Just imagine how overstuffed this man would look with a chunky, collar-filling double windsor.

Next time we’ll delve into the realm of “Man-Boobs”…..yep I said it. Learn how to turn those pockets of flab into a chiseled chest. And if you’re lazy, we’ll just make them disappear with a few extra wardrobe additions.

-LaRok

House Rules #9

9. When in doubt, chose a standard (fat) tie. A 3-inch will always keep you in the game. Less than 2.5″ and you don’t mean business.

Explanation.. here.

fat vs. skinny ties

No opener today. No cute lines or silly tongue-in-cheek wordplay.

Too skinny for business purposes.

However, if you’re in a rock band and consider playing shows “business”.. I apologize. In said workplace, ultra-skinny is completely legitimate.

The Real Battle Wages on Here…. MEDIUM Vs. FAT Ties (seriously)
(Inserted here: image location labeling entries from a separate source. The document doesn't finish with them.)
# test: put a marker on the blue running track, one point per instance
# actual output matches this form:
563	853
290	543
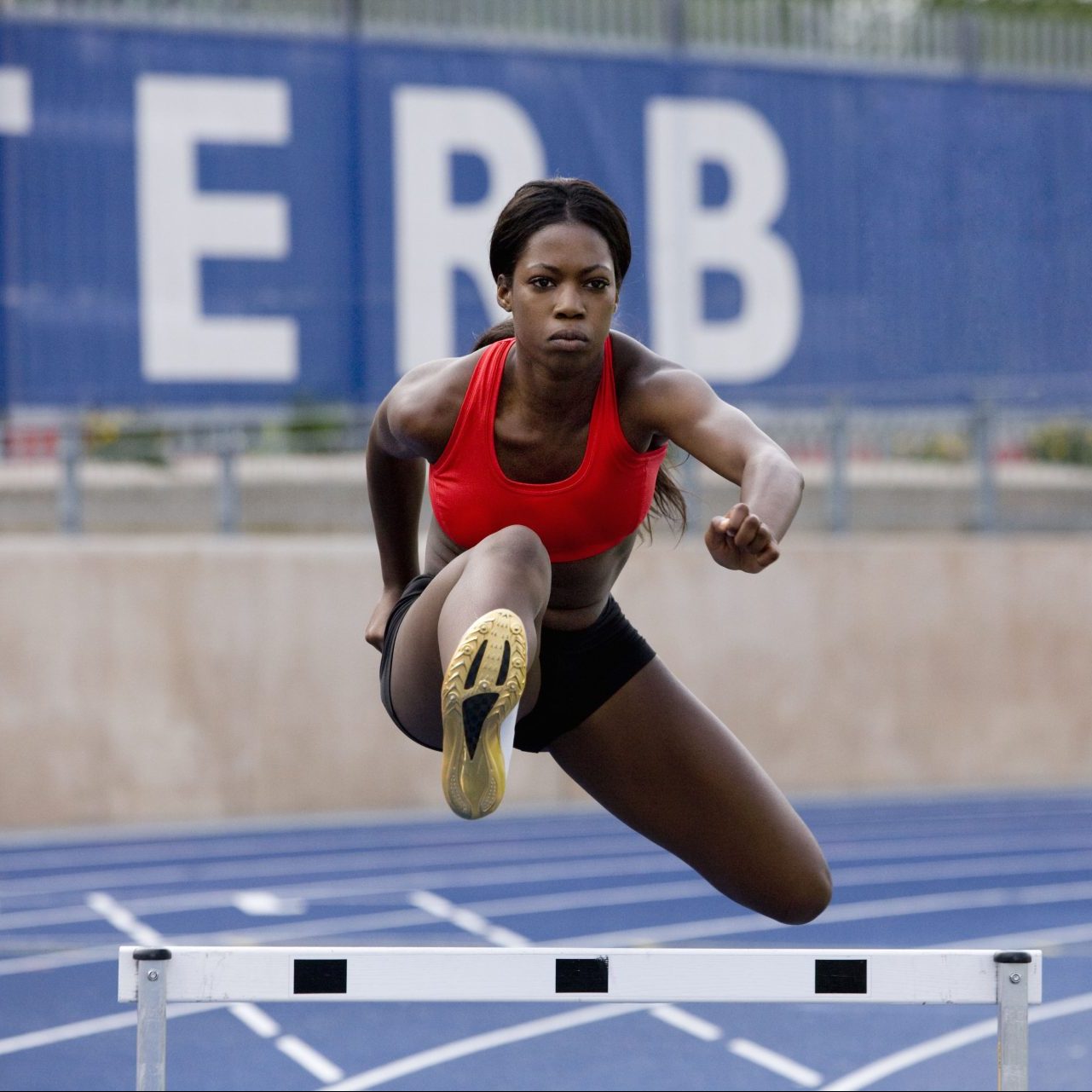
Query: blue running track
982	870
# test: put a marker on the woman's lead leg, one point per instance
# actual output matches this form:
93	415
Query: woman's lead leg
662	762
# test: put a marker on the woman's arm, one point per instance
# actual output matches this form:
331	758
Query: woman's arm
396	488
685	408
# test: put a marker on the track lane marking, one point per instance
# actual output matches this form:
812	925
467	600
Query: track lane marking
250	1015
1028	865
1044	894
687	1021
870	909
306	1056
148	877
487	1041
307	863
776	1063
95	1026
506	939
952	1041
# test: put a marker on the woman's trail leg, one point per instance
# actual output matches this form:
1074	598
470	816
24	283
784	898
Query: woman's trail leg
501	582
663	764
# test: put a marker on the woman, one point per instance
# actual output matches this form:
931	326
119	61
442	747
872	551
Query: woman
545	455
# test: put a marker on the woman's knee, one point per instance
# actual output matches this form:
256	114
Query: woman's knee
807	897
519	546
794	893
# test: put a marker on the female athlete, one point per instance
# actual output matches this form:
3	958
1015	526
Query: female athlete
545	455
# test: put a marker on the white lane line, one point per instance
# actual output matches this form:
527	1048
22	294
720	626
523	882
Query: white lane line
280	843
356	862
123	920
921	847
952	1041
687	1021
846	912
685	931
96	1026
488	1041
926	870
264	904
776	1063
506	939
399	883
1045	939
303	1055
466	920
259	1021
271	902
593	897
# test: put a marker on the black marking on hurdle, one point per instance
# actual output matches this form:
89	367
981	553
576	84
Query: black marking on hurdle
319	976
841	976
581	975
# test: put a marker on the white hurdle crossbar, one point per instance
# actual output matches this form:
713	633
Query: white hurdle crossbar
153	976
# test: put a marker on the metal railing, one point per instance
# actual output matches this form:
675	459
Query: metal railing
879	33
985	467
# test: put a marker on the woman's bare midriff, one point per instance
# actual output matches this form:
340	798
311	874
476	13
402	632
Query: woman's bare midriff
579	590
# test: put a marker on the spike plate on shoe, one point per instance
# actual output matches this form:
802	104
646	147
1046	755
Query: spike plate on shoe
482	686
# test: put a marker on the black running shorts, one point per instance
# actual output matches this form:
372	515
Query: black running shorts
580	669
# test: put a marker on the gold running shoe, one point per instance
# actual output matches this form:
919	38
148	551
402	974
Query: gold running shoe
482	689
The Medium Tie (a personal favorite)

  • About 2.75 to 3.375 inches at its widest
  • Bridges business and casual, though with a modern aftertaste (of neckcessorical refreshment)
  • Looks best on slimmer men, proportionally speaking
  • NO double-windsor knots!.. single-windsor or four-in-hand is preferable

This is a good medium example.

The Fat (standard) Tie

  • 3.5-ish inches and up
  • Wear it to court if you’re the defendant.. seriously.. don’t look “too cool for school” before an 80-year-old man or Judge Judy– you WILL lose.
  • Definitely the more accepted business standard.. wear it your first day before you become hip to the office environment
  • It better touch your buckle.. Nothing worse than a short and fat tie.. nobody wants a chode around their neck.. nobody you should look up to.